Seguramente la piyoya fue el último vestigio viviente de un tiempo que mucho caspolinos solo llegamos a conocer por referencias. Un Caspe sepia, mal iluminado y austero, con calles embarradas, ricos, pobres y lentos carros tirados por caballerías. De ella se decían muchas cosas, que si en realidad era rica, que si era bruja, que si estaba loca, que si sus hijos no querían saber nada de ella. Podías verla en cualquier calle manejando torpemente su escoba. Sus ojos negros, sus largas vestimentas negras, sus alpargatas negras, sus manos negras, sus medias negras, su pañuelo negro. Seguramente tendría menos años de los que aparentaba.

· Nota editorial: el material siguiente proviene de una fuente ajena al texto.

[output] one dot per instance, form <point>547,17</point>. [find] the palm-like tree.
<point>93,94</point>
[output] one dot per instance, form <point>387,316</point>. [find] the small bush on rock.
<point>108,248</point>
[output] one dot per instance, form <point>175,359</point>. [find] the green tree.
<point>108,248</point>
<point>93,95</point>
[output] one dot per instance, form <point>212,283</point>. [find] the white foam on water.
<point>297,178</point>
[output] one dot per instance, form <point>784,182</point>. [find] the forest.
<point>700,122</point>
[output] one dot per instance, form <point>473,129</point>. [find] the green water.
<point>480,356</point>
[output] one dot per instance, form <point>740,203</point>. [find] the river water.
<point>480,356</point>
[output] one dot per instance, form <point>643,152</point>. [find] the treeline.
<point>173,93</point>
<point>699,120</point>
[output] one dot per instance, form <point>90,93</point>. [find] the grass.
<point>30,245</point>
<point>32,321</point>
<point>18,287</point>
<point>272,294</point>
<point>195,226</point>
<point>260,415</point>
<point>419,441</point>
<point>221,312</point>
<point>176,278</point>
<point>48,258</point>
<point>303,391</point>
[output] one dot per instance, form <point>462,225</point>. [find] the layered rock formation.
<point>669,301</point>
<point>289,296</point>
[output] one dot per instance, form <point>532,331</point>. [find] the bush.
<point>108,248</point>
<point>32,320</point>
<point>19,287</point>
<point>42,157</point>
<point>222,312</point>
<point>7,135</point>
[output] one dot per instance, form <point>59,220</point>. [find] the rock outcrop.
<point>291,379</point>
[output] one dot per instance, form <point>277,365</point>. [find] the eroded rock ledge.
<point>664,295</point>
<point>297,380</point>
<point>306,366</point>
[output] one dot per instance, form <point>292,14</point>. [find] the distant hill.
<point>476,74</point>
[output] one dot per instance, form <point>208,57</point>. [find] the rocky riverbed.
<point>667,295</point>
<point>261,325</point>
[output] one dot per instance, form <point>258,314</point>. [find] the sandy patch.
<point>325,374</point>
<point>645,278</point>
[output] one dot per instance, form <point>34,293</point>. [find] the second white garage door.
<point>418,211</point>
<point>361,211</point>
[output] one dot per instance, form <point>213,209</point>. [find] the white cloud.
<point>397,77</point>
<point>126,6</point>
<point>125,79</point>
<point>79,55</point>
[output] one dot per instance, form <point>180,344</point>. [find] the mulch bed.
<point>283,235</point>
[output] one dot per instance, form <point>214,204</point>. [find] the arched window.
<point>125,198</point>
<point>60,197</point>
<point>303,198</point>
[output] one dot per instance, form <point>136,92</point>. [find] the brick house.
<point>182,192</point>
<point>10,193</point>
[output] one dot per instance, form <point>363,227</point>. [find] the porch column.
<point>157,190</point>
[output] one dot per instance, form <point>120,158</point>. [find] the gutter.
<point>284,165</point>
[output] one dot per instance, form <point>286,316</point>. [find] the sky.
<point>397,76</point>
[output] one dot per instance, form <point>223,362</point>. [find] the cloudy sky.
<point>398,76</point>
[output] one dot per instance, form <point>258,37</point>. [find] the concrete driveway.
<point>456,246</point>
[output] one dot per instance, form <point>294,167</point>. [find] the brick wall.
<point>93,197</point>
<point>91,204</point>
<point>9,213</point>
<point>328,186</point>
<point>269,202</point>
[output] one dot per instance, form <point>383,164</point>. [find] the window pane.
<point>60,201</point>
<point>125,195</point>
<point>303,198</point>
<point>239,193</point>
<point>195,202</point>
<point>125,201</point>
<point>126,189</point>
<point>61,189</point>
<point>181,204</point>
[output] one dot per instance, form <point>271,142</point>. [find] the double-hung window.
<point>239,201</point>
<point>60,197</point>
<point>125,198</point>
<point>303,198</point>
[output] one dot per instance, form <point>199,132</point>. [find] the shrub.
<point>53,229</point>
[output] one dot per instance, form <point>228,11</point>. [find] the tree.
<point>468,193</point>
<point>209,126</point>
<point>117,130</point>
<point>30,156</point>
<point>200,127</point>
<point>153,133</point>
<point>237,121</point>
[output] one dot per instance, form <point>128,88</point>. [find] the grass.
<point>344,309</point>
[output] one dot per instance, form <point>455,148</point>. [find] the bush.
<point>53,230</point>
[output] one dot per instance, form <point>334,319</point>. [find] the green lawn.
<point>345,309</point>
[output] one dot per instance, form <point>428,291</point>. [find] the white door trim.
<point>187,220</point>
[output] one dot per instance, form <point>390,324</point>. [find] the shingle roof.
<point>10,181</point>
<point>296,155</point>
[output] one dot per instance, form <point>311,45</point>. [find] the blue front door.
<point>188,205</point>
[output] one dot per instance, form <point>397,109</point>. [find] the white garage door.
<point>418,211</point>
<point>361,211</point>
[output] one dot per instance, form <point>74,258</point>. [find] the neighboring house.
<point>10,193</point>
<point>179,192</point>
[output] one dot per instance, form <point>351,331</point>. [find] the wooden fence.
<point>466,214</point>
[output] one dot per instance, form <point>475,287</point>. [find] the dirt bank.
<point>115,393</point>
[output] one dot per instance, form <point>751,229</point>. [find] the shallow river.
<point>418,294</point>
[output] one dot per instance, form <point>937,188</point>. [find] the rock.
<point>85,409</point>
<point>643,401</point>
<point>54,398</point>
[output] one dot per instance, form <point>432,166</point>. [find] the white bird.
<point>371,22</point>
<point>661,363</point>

Más que respeto, los niños le teníamos autentico miedo. Huíamos de ella, la zaheríamos continuamente, escapábamos, veloces, riendo como hienas histéricas,cuando hacía ademán de golpearnos con el tosco mango de su escoba. Nos divertían sus insultos y nos aterrorizaba su presencia en las calles. Muy a su pesar, se convirtió en alguien famoso.
La piyoya encajaba en el arquetipo de las pinturas negras de Goya; en la iconografía típica de los ciegos, lazarillos, pícaros y celestinas de la tradición literaria española; en la galería de tópicos cinematográficos de la factoría Disney. Caspe ya no era tan sepia y austero como para asimilar aquella presencia llegada de un pasado que creíamos haber superado definitivamente.
Recuerdo la que creo que fue su última morada, muy cerca de la calle Mayor, al final del callejón de los Mártires. Hoy la casa ha sido derribada y apenas quedan unas piedras en pie. Pocos serán los que recuerden quien vivía allí. Pocos serán los que recuerden quien era la piyoya.